Guernsey Press

Who dares to touch the tax cap?

With impeccable timing, just before The Sunday Times’ Rich List was published, Jersey announced plans to increase tax rates for its super-rich residents.

Published

It’s a brave move for an island which has regularly been associated with both having and flaunting wealth.

Jersey now wants its ‘super-rich’ to pay at least £250,000 a year in income tax – a 47% increase from £170,000 – for those living locally under its High Value Residency Scheme. The change should make the island an extra £1.2m. in tax every year.

That looks like small beer given the potential to upset a valuable, but potentially volatile, market. And it’s that risk of upset that seems to worry the Guernsey authorities, who maintain a tax cap of just £50,000 for the first four years of residence, rising to £150,000, still lower than Jersey and Isle of Man.

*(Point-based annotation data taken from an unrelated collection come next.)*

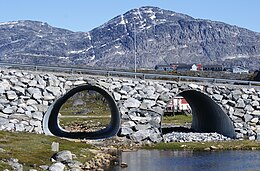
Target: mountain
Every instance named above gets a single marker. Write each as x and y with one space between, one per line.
160 36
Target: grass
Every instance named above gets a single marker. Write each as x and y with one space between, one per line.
177 119
92 123
34 149
199 146
86 110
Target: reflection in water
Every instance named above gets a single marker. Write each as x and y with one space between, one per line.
86 111
154 160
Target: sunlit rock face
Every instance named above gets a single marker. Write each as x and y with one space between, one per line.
160 36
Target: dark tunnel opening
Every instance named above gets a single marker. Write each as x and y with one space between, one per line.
207 116
51 124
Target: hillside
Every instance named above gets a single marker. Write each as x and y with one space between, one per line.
161 35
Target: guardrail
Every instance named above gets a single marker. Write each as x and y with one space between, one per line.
129 74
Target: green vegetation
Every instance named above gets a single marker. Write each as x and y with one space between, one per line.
85 111
84 124
199 146
34 149
177 119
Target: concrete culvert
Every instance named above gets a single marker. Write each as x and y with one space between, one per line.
51 124
207 116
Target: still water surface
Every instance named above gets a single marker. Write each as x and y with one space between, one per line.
159 160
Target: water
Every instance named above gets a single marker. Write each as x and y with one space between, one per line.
159 160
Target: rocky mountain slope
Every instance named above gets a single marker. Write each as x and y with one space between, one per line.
161 36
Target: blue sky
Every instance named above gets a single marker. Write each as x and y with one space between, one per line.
84 15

Guernsey’s research during the early stages of the Tax Review uncovered that the wealthiest 5% of island residents contributed 26% of the island’s tax revenues, more than the 60% of the population which is made up from low and middle-income households.

Tax is an obvious driver for relocation, but far from the only one. Often new arrivals are effusive about why they chose the island aside from tax – but is any move on tax a risk too far for relatively small return? Jersey may soon see.